Saturday, October 15, 2022


favorite brands of the late 1970s
US Ambassador to Japan Mike Mansfield (1977 to 1988) endeared himself to the Japanese and others by making coffee for anyone who visited him. The former Marine, miner, college professor, and Senate Majority Leader (1961-1976) understood the power of this personal gesture. Neither an assistant nor office lady served the coffee. He did. It was thoughtful, magnanimous, and equalizing.

The self-effacing and down-to-earth Montana Democrat knew that this small, everyday courtesy would set his visitor at ease and be remembered fondly. It was instant coffee, not the best, but it created an amicable atmosphere for the meeting. Enough cream and sugar lessened the bitterness of the mismeasured Nescafé.

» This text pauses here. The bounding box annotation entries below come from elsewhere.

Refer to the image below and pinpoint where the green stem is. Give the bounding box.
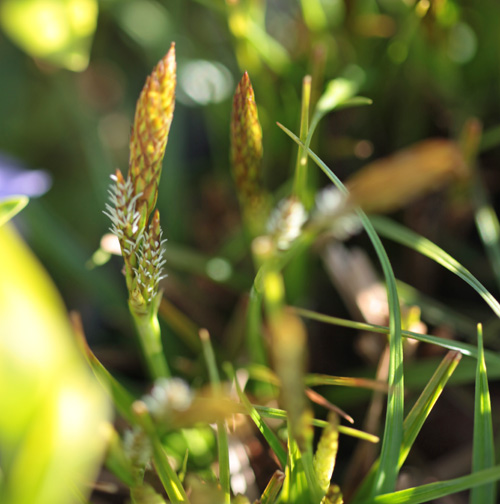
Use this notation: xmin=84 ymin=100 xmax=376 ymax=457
xmin=293 ymin=75 xmax=311 ymax=208
xmin=129 ymin=303 xmax=170 ymax=379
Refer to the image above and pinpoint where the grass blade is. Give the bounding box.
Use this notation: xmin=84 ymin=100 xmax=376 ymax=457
xmin=134 ymin=401 xmax=189 ymax=504
xmin=352 ymin=352 xmax=460 ymax=504
xmin=223 ymin=362 xmax=287 ymax=468
xmin=279 ymin=124 xmax=404 ymax=495
xmin=293 ymin=308 xmax=500 ymax=370
xmin=71 ymin=312 xmax=135 ymax=425
xmin=253 ymin=405 xmax=380 ymax=443
xmin=200 ymin=329 xmax=231 ymax=504
xmin=362 ymin=465 xmax=500 ymax=504
xmin=470 ymin=324 xmax=496 ymax=504
xmin=371 ymin=216 xmax=500 ymax=317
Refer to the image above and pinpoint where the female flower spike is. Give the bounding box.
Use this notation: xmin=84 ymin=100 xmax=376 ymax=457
xmin=129 ymin=43 xmax=176 ymax=221
xmin=105 ymin=44 xmax=176 ymax=311
xmin=231 ymin=72 xmax=267 ymax=235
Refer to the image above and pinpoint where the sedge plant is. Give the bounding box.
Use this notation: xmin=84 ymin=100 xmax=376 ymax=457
xmin=86 ymin=41 xmax=500 ymax=504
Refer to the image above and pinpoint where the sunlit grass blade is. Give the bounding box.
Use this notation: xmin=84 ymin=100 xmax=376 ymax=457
xmin=352 ymin=352 xmax=460 ymax=504
xmin=71 ymin=313 xmax=135 ymax=425
xmin=259 ymin=471 xmax=285 ymax=504
xmin=397 ymin=280 xmax=476 ymax=339
xmin=306 ymin=372 xmax=388 ymax=392
xmin=0 ymin=196 xmax=29 ymax=226
xmin=105 ymin=425 xmax=139 ymax=488
xmin=360 ymin=465 xmax=500 ymax=504
xmin=158 ymin=297 xmax=201 ymax=352
xmin=280 ymin=436 xmax=310 ymax=504
xmin=469 ymin=324 xmax=496 ymax=504
xmin=279 ymin=125 xmax=404 ymax=494
xmin=370 ymin=216 xmax=500 ymax=317
xmin=314 ymin=413 xmax=339 ymax=494
xmin=293 ymin=75 xmax=313 ymax=209
xmin=133 ymin=401 xmax=189 ymax=504
xmin=253 ymin=405 xmax=380 ymax=443
xmin=246 ymin=285 xmax=268 ymax=365
xmin=293 ymin=308 xmax=500 ymax=376
xmin=223 ymin=363 xmax=287 ymax=468
xmin=200 ymin=329 xmax=231 ymax=504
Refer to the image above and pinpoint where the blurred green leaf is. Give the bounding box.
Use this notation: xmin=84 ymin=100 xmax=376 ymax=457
xmin=0 ymin=0 xmax=98 ymax=72
xmin=278 ymin=121 xmax=404 ymax=493
xmin=0 ymin=196 xmax=29 ymax=226
xmin=0 ymin=226 xmax=110 ymax=504
xmin=469 ymin=324 xmax=496 ymax=504
xmin=363 ymin=466 xmax=500 ymax=504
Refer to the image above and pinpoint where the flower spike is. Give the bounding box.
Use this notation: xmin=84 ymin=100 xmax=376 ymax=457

The Ambassador's coffee ritual drew upon the social psychology of meetings and first impressions. Whereas it is unlikely you will remember what was said at most meetings, you will remember how it made you feel. A contentious discussion can be tempered by personal kindness.

Mansfield's timeless coffee lessons, however, are lost on today's Japan managers and others. Or maybe they want to make clear that some visitors are more welcome or respected than others. The ambassador likely felt that such clarity was politically costly.
Inadvertently, over the past few weeks I have tested this Mansfield Principle. I have reached out to a number of people in Washington who have new positions among the think tanks related to Asia in order to meet and welcome them. Each time I have invited them for coffee in my art-filled office or at a place of their choosing. All the men were 10 to 30 years younger than me. All asked me to visit their office and all delayed or rescheduled the meetings.

The coffee ritual proceeded as follows: 
>At the new Washington branch of a South Asian think tank the executive director had his own cup of coffee from an outside coffee shop. I did not, but was offered a bottle of water. 
>At the new chair of a Northeast Asian program at a prominent think tank, I was offered nothing nor did my host drink anything. 
>At the largely US government-funded think tank, the meeting took place at the cafeteria and I was told to buy my own coffee. I declined.

And then there were my multiple offers to get together for coffee to meet the leadership in the new Washington office of a well-known Asia-Pacific government think tank. I am still awaiting an answer.

All the programs of these organizations appear in our Asia Policy Calendar. None are members of Asia Policy Point and all made it clear that they would never be. Often at their in-person events there is coffee and tea. 

But if you are ever in Washington, please stop by Asia Policy Point for fresh brewed Starbucks coffee. We also have international teas, herbal teas, bottle water, and soup. We like meeting new people and making them feel at home.

UPDATE: The February 16, 2023 Economist has also reports on the current coffee ritual and finds that In the matter of coffee and meetings, the blend is the problem.. Frankly, in my nearly 50 years in Washington, coffee was not a thing until recently. And when it was, it was meant as message to simply not to meet. Lunch was a thing. That was the gracious way to welcome newcomers or potential collaborators. Now people seem self absorbed and believe whatever they are doing is more important than someone requesting their help or a meeting. The Economist says these "meetings" should simply be a phone call while on the train home: short, forgettable, and convenient. Unsaid, is how such a phone call can hammer in that the caller is insignificant. In the matter of coffee and meetings, the blend is the problem.